Bo choć Mario był już właścicielem trzech barów w centrum Rzymu (il Real Bar, il Super Bar & il Bar Eliseo przy reprezentacyjnej Via Nazionale), to sukces, sławę i pieniądze przyniosła mu dopiero Tazza d’Oro otwarta w 1946 roku w pobliżu Panteonu.

To nie była już tylko zwykła kawiarnia, ale przede wszystkim pierwszy w Rzymie sklep, który uwodził aromatem świeżo zmielonej kawy. Nikt wcześniej tego nie robił. Jakąż rozkosz dawało kosztowanie magicznego napoju w domowym zaciszu, choć w latach powojennego głodu pewnie niewielu mogło sobie na to pozwolić. Pozostawała więc degustacja na miejscu. Do kawiarni przybywały rzesze mieszkańców i turystów. Bez wątpienia w promocji pomogła również doskonała lokalizacja.

La Regina dei caffè – królowa kaw, aromatyczna mieszanka, genialny wynalazek Mario, owoc jego poszukiwań i eksperymentów, do dziś króluje w filiżankach i jest doskonałym prezentem dla prawdziwych kawoszy. Kawa z Tazza d’Oro szybko podbiła podniebienia rzymian, a także turystów, a sama kawiarnia stała się jedynym godnym rywalem starszego Sant’Eustachio.

Tazza d’Oro ma również ciekawy asortyment herbat.

Dziś rzymianie przychodzą tu jednak na najlepszą w mieście granitę o smaku kawowym z bitą śmietaną (granita di caffè con panna). Granitę, czyli półmrożony napój przygotowany z cukru, wody i soku owocowego lub migdałów, pistacji czy właśnie kawy sprowadzili na Sycylię Arabowie, a stąd rozprzestrzeniła się na całe Włochy. Ta kawowa to prawdziwa bomba kaloryczna i kofeinowa, jest droga, €3 za porcję, ale wyjątkowa. Pomaga przeżyć letnie upały. A kto nie lubi kawy, może spróbować granity o smaku cytryn z Amalfi (granita di limoni di Amalfi). Też delicja.

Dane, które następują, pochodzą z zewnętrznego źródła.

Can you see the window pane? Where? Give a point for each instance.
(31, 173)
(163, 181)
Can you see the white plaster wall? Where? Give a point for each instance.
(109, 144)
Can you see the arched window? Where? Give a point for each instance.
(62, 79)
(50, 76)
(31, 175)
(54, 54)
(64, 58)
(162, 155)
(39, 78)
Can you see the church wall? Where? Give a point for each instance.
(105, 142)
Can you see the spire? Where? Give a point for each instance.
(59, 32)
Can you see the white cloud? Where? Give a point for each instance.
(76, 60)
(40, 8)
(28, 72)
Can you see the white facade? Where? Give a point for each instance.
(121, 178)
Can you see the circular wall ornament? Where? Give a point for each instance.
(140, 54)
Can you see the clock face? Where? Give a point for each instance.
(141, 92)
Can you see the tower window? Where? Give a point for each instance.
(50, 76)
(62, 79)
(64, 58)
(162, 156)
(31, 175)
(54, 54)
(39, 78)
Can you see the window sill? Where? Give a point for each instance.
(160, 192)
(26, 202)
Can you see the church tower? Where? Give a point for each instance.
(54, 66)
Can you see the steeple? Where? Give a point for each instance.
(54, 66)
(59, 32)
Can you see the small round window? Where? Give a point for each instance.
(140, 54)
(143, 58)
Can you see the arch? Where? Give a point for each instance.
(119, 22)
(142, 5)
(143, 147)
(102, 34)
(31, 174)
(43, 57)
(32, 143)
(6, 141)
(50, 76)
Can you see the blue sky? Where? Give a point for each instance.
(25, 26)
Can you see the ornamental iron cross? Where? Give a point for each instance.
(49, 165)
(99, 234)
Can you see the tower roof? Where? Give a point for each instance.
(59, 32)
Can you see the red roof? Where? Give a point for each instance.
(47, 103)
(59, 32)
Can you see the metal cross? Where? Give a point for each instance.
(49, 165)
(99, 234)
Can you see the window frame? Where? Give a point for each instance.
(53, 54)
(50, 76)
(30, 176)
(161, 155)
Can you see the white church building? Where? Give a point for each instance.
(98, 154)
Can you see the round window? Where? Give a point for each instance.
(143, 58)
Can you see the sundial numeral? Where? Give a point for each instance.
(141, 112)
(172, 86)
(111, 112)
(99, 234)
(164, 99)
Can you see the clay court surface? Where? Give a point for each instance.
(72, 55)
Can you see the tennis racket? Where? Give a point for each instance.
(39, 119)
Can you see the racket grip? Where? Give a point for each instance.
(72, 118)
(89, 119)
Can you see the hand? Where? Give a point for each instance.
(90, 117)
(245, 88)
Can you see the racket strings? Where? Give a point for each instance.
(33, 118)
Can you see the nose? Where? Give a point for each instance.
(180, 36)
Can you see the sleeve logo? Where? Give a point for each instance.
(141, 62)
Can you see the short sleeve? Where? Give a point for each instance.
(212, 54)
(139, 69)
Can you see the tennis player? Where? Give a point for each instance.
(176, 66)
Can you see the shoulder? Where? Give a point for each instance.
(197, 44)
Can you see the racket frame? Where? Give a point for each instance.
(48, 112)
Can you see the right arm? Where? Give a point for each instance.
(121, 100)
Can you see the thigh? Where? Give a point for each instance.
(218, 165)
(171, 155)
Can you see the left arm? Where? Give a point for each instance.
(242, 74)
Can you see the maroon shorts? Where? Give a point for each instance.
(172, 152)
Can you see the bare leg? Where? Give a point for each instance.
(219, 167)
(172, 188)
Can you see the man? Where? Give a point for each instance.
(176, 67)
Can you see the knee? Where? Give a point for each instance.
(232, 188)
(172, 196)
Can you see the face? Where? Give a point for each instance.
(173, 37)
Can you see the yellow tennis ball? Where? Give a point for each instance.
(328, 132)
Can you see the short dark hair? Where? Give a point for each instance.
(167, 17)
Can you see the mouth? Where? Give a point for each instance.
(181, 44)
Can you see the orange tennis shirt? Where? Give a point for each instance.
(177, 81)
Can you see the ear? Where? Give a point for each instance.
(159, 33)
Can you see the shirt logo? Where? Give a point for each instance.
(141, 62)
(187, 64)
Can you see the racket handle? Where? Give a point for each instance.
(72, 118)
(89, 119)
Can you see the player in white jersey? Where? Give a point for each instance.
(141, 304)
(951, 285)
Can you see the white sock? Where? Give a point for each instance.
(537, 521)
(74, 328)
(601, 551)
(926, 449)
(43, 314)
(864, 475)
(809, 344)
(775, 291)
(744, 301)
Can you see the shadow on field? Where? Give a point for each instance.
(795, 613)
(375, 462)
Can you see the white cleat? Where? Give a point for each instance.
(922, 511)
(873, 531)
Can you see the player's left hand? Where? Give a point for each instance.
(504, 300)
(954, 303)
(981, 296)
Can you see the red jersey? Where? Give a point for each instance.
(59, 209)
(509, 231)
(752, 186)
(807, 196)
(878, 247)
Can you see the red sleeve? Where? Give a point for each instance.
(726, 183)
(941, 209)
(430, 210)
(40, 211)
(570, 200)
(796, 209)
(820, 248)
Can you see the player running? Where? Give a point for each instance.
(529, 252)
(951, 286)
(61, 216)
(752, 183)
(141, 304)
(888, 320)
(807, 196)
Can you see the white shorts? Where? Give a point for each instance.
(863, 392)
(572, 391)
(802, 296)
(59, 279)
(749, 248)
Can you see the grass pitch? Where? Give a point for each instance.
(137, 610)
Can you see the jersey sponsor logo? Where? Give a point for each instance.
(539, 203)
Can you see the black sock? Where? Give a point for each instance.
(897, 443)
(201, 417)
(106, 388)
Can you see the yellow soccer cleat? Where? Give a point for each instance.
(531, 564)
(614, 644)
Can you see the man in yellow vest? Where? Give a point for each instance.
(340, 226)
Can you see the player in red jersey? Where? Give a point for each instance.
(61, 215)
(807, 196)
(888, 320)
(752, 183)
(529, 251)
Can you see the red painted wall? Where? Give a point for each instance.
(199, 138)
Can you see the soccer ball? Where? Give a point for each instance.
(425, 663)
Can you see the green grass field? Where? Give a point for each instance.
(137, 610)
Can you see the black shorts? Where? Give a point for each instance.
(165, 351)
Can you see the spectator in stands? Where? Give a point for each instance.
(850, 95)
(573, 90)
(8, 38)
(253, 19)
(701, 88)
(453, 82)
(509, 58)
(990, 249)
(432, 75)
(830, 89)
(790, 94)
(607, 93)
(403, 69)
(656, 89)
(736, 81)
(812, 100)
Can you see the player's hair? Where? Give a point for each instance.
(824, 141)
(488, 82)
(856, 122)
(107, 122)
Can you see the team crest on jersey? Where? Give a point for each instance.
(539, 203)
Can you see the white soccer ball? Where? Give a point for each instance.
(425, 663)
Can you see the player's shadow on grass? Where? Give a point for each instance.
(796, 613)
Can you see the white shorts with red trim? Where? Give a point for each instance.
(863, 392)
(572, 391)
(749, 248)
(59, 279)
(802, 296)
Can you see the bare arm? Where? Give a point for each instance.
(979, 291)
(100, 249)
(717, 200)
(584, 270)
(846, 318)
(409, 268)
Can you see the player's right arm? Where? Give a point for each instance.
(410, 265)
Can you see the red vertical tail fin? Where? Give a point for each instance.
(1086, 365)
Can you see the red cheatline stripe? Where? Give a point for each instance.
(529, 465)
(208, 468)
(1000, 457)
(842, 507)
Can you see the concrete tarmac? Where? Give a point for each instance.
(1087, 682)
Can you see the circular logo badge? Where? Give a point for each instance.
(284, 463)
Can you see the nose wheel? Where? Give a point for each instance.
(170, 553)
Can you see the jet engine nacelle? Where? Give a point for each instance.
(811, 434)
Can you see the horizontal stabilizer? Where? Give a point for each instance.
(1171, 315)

Lokal jest ogromny, wiecznie zatłoczony, rozbrzmiewający wszystkimi językami świata, choć miejscowi narzekają, że to już nie ta sama jakość co dawniej. Taka turystyczna pułapka. Kawa, choć doskonałej jakości, jest parzona w pośpiechu, często gęsto przypalona, cappuccino zimne. Jakość przechodzi w ilość. Raz w życiu trzeba jednak odwiedzić Tazza d’Oro, bo jest częścią historii Rzymu. Być może trafimy na fenomenalnego baristę, a wtedy wspomnienie aromatycznej kawy będzie ciągnęło się za nami jak słynne magdalenki Prousta.